Understanding the potential range expansions of invasive species will likely require the use of full-dispersal scenarios. Some species introductions are facilitated by human movements (Hellmann et al., 2008) and thus have a greater chance of filling their potential distributions. Invasive species examples globally highlight this; the Asian house gecko (Hemidactylus frenatus) is an avid stowaway that is well adapted to human habitats and has undergone a large global range expansion due to human facilitated movement (Hoskin, 2010), while the introduced cane toad (Bufo marinus) is adept at using roads to speed up its range expansion in Australia (Brown et al., 2006). Purposeful movements of species outside of their native ranges by humans to ‘rescue’ them from climate change have also been documented (McLachlan et al., 2007). Thus, full-dispersal scenarios may be useful in such cases to determine the potential impact of these invasive species (Thuiller et al., 2005a,b).

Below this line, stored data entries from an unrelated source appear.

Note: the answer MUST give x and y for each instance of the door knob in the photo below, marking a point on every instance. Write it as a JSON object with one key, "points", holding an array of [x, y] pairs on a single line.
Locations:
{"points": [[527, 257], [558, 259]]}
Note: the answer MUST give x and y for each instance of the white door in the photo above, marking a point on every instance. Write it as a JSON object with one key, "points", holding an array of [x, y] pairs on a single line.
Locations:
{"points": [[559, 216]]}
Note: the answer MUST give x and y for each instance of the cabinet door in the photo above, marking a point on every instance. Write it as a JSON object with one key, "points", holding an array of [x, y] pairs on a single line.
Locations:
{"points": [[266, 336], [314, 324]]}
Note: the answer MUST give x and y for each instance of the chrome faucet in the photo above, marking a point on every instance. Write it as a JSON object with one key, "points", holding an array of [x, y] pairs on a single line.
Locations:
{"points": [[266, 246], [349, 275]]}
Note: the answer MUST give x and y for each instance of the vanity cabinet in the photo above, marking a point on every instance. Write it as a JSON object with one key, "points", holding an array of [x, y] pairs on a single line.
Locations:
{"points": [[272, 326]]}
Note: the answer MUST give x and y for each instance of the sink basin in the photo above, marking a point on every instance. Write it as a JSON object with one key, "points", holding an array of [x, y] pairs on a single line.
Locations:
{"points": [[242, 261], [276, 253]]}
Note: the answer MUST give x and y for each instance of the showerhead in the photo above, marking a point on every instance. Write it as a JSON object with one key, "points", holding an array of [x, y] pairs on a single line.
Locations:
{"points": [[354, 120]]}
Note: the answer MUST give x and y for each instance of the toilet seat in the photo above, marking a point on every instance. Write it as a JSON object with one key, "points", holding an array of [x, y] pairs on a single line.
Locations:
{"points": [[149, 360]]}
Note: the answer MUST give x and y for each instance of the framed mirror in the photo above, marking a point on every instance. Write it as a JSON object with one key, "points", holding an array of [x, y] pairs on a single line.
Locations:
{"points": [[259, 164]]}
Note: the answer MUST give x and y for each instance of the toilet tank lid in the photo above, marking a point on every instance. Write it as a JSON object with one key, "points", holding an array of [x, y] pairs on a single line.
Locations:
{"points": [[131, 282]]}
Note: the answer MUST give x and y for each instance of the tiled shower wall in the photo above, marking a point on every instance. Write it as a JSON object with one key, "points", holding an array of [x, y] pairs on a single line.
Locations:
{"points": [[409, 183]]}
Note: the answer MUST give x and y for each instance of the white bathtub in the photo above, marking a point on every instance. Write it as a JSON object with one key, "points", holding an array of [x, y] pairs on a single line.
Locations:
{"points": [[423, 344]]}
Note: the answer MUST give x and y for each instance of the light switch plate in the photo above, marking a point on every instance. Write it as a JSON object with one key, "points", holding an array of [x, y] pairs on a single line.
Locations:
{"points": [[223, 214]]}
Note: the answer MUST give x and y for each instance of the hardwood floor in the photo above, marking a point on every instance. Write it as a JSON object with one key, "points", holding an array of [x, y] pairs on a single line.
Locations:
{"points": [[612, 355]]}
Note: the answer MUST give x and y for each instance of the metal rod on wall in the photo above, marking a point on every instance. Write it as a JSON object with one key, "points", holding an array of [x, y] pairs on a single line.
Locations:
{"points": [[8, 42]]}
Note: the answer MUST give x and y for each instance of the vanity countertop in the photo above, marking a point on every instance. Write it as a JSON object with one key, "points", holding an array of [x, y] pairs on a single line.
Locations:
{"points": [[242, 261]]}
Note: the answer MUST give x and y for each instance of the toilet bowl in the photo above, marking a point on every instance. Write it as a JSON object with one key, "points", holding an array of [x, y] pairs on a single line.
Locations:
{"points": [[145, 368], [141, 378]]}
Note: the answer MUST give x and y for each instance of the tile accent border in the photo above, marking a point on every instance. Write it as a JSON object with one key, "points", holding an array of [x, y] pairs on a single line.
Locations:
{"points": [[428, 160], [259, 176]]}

To deal with the inherent limitation of the full-dispersal scenario, no-dispersal scenarios are often applied to future projections in conjunction with full-dispersal scenarios (Fig. 1). The justification being that the real outcome is likely to be somewhere between the no- and full-dispersal scenarios (Pitelka, 1997; Coetzee et al., 2009; Marini et al., 2009), and thus, the full range of possible distribution changes have been assessed (Pearson et al., 2006). Like full-dispersal, no-dispersal scenarios are a commonly applied method due to their simplicity, although they are also unrealistic for most species. No-dispersal scenarios are generated by restricting future predictions of suitable habitat to the extent of the current distributions. Thus, by applying a no-dispersal scenario, it is assumed that future sites that might become suitable for a species remain unoccupied. The assumption that a species will not move from its current range may generate overly pessimistic predictions of range losses in future climates for many species. For example, where no-dispersal scenarios have been applied to future predictions of birds (Jetz et al., 2007; Coetzee et al., 2009; Marini et al., 2009), the chance of over-stating extinction risk is high due to the recorded distributional plasticity of many bird species (Brown et al., 2001; Tingley et al., 2009).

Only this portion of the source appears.